Infection, sepsis and antibiotics resistance
This research group is a multidisciplinary team of:
These specialists address highly-lethal infections and infections which are global public health concerns.
The main objectives include improving diagnosis and therapy of highly-lethal infections and helping to better identify vulnerable populations and novel health policies for transmissible diseases.
The group researches on how to:
- Prevent exposure to the infectious agent;
- Making otherwise susceptible individuals or population, immune to the infectious agent;
- Better understand the pathophysiology of infectious diseases, exploring the interaction between infectious agent and host;
- Improving the diagnosis of infected individuals and develop prognostic markers of poor outcomes;
- Treating infected individuals to prevent illness and transmission of the agent to others;
- Epidemiology of neonatal infection, providing knowledge about antibiotics prescription and strategies to improve antibiotics prescription;
- Improving the timeless and appropriateness of care for symptomatic individuals to minimize morbidity and mortality and, in some instances, to reduce the likelihood of transmission to others.

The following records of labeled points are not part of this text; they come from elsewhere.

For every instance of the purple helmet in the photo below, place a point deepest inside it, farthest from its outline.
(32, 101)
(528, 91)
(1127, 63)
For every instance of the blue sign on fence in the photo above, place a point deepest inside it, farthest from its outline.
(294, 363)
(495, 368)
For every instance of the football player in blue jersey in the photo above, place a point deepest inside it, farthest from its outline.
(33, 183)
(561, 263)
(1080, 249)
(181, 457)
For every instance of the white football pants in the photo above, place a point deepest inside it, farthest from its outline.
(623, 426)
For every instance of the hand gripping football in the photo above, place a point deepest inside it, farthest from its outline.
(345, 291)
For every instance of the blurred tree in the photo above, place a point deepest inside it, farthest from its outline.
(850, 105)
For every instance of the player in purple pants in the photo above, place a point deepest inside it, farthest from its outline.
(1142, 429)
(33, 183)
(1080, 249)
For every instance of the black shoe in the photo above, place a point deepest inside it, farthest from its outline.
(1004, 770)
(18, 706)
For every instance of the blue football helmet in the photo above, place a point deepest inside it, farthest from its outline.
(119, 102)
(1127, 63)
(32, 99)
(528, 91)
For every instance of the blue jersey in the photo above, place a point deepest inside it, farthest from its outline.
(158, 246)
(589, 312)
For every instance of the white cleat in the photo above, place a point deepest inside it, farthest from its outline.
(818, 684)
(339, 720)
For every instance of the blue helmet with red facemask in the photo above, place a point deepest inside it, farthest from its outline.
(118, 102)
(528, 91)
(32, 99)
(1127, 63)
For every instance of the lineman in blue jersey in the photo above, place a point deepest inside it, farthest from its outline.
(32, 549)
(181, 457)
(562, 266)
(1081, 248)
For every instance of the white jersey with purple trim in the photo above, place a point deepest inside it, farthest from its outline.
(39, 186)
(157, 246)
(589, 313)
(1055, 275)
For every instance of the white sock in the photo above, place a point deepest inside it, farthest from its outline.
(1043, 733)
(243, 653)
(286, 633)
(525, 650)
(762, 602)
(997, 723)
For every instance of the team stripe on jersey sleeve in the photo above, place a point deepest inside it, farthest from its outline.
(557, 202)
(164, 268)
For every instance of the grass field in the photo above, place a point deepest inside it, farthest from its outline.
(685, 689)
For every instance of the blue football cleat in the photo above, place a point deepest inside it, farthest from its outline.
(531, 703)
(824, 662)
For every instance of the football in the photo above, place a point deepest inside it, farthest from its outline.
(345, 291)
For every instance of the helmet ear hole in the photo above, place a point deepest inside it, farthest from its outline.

In general, in terms of methodology, quantitative methods are more often used than qualitative ones. Depending on the purpose, different study designs can be used. For example, longitudinal observational studies (prospective or retrospective) or experimental studies, which allow establishing causal relationships, can be useful to understand the pathophysiology, causes, risk factors, and evolution of a given disease. Studies that aim to test the diagnostic and/or prognostic acuity of certain clinical variables and/or biomarkers are common and follow the STARD/ TRIPOD guidelines of the EQUATOR network. The data sources, both qualitative and quantitative, are specifically built databases, and also, quite often, pre-existing clinical files or databases, national and international, assembled in the context of epidemiological surveillance or pharmacovigilance. The statistical methodology is based on descriptive analysis of the study population, followed by the use of statistical inference tests adequate to meet the study objectives. The most commonly used tools are Excel, SPSS and STATA.
Research in tuberculosis and COVID-19 is epidemiological, retrospective or prospective, either using surveillance databases such as the tuberculosis surveillance system (SVIG-TB) or by collecting data, either by conducting case-control studies or ambidirectional cohorts. R is the most commonly used language for data analysis, together with the SPSS program. Descriptive, univariate and multivariate analyses are performed, using regression for binary outcomes, counts and survival time, or time series. The objective of the work is to estimate the effect of a given exposure or to identify the effect of variables of interest, adjusting for confounding factors.